研究内容

高密度プラズマの生成・制御,高フラックスイオンの加速に関する研究

 固体にパルスレーザーを照射して得られるレーザープラズマは高密度で高い指向性を持つため, 重イオン慣性核融合(HIF)のドライバー加速器用イオン源への応用が期待されています.しかし,HIFドライバー加速器のイオン源に対する要求はとても厳しく,レーザーイオン源が解決すべき課題はたくさんあります.なかでも重要な課題として「プラズマ供給量変動の抑制」と「イオン価数純度の向上」があります.レーザープラズマは一般に様々な価数のイオンを含むだけでなく,各価数のイオンの割合(価数分布)が時間変化します.つまり,レーザープラズマから安定にイオンビームを引き出すには,プラズマ供給量とイオン価数分布を同時に制御することが必要になってきます.
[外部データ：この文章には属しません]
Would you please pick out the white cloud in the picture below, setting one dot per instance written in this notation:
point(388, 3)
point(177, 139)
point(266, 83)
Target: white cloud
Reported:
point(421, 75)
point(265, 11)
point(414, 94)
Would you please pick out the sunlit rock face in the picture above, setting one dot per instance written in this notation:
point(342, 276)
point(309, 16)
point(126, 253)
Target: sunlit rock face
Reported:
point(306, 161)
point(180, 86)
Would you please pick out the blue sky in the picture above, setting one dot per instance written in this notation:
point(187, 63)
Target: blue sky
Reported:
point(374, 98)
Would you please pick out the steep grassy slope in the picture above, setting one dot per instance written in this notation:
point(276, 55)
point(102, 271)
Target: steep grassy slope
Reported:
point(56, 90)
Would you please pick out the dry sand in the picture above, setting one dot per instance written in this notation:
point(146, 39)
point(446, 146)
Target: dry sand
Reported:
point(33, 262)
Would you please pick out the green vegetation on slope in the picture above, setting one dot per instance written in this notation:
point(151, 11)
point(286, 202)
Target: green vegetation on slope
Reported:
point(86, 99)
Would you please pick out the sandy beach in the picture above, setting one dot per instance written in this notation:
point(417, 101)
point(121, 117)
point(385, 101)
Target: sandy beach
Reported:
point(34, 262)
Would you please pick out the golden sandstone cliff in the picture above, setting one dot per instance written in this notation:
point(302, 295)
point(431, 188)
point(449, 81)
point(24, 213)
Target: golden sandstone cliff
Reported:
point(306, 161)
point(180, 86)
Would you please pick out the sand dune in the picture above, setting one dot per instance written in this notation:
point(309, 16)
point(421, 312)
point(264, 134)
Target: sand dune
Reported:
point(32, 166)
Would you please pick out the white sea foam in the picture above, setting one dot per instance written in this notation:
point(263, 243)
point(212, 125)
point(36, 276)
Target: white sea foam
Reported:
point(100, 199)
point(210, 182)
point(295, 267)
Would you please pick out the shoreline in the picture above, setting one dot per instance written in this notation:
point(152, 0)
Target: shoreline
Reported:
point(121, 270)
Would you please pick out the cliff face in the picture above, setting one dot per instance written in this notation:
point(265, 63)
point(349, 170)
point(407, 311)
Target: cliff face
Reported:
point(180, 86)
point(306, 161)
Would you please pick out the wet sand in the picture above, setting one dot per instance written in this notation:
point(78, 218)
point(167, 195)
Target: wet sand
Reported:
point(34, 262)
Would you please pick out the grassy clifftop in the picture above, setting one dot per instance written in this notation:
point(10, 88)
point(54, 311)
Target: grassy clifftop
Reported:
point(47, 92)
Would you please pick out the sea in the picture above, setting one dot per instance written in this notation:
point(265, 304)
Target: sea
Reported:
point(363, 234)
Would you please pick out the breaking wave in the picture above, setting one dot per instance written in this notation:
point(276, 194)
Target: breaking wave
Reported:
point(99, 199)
 プラズマは荷電粒子の集まりなので,磁場によりその空間分布やふるまいを制御することが可能です.そこで私たちは,プラズマ供給量やイオン価数分布の制御に磁場を用いることを検討しています.プラズマの進行方向に平行な磁場を印加し,さらに磁場強度を時間変化させることで,プラズマ供給量や価数分布を能動的に制御することを目指しています.一方,プラズマが磁場中を移動すると,様々な不安定性が誘起される可能性があり,プラズマの空間分布や運動量分布に「乱れ」が生じることが懸念されます.このプラズマの乱れが引き出されるイオンビームの品質に与える影響について調べることもこの研究の重要な目的です.
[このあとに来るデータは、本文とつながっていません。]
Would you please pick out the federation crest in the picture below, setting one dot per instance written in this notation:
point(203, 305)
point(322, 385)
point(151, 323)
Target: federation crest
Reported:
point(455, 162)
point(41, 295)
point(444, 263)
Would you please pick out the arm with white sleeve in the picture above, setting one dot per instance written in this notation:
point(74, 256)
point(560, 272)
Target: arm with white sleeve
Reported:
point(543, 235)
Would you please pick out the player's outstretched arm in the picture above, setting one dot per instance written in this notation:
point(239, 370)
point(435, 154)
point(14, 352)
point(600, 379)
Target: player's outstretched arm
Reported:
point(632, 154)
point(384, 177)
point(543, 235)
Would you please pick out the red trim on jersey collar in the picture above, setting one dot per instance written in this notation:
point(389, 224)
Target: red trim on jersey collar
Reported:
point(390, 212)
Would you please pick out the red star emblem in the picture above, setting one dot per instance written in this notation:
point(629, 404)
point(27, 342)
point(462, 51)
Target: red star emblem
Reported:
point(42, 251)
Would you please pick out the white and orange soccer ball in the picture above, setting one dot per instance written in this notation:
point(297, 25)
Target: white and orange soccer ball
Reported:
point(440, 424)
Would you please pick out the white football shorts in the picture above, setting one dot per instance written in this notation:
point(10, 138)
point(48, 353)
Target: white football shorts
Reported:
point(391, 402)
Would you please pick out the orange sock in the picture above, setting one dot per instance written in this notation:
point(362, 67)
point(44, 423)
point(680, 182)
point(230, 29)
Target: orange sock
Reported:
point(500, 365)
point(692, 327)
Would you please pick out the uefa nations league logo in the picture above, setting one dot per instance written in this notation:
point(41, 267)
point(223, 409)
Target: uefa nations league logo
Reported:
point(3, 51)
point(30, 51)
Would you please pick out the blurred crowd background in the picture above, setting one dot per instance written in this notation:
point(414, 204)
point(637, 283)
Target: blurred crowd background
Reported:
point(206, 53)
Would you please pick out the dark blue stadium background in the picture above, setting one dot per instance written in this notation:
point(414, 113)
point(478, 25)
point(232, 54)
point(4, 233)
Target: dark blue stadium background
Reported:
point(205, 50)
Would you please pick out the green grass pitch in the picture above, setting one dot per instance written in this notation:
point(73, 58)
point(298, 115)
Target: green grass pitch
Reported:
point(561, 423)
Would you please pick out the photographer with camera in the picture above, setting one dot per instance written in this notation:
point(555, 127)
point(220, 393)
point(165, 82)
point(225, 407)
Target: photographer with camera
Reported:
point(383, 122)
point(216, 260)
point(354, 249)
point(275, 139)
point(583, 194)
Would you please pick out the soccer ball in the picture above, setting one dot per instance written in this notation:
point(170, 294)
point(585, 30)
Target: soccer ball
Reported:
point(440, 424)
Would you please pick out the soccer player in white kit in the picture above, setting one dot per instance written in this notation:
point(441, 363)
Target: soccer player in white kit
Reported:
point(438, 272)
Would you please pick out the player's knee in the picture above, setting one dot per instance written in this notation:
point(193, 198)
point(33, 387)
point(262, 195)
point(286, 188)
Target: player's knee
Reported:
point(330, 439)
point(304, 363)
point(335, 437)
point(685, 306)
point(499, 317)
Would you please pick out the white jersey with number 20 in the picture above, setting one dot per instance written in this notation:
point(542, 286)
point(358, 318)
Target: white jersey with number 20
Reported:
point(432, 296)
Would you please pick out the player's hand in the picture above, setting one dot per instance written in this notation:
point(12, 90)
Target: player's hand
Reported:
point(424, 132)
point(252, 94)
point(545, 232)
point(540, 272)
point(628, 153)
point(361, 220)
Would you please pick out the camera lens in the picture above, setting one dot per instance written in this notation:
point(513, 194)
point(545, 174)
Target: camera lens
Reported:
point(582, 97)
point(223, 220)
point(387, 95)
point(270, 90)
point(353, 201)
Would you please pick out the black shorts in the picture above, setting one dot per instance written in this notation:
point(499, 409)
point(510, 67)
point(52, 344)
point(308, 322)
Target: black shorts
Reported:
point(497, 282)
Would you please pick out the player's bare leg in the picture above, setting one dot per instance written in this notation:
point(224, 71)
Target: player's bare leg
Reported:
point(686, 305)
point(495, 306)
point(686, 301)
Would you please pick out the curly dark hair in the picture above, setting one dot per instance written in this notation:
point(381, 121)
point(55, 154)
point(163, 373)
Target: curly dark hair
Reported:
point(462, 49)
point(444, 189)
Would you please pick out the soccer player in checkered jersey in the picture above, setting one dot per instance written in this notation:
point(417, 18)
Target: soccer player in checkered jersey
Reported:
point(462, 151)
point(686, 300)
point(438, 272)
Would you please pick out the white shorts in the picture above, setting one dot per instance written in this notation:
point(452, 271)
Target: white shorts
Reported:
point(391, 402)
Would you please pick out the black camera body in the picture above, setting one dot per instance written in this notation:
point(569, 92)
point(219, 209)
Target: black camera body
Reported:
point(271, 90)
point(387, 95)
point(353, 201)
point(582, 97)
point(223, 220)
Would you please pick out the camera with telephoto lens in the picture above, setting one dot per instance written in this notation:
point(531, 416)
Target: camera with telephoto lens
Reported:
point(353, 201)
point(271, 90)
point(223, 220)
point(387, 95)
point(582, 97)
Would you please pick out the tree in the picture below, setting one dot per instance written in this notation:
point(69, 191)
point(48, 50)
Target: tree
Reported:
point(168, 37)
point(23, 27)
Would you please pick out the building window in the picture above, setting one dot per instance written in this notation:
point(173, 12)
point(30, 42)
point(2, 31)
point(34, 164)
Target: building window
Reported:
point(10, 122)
 この研究では,私たちの研究室が保有するレーザーイオン源テストベンチを用いています(右図).このテストベンチは,100 mJ級のKrFエキシマレーザーとNd:YAGレーザーの2台のレーザーを採用しており,紫外域から近赤外域までの様々な波長のレーザー光を用いてプラズマを生成できます.プラズマ生成チャンバーは10-5 Pa程度の超高真空になっています.遠隔操作が可能なXY精密ステージ上にレーザー標的をおくことで,不純物や履歴効果の影響を抑えた再現性の高いプラズマ生成を実現しています.

 ところで,HIFドライバー加速器に供給するイオンの価数はなるべく低くする必要があります.これはイオン同士の反発力によるビームの発散を抑えつつ,非常に多くのイオン(≥1015個)を輸送しなくてはならないからです.レーザープラズマ中のイオンの価数分布はレーザー強度,レーザー波長に依存します.私たちは標的元素とレーザー照射パラメータ(波長,照射パワー密度など)の組み合わせを系統的に変えることで,価数純度の高いプラズマを得るための条件を明らかにすることを目指しています.また,ソレノイドコイルによって発生した磁場により,プラズマイオン供給量を動的に制御する実験も行っています.右の写真では,レーザー標的から噴き出すプラズマプルームに,数cm下流においたソレノイドコイルにより磁場を印加している様子です.プラズマの発生に対して磁場を印加するタイミングを最適化することで,プラズマイオン電流波形の能動的な制御が可能であることを最近見出しました.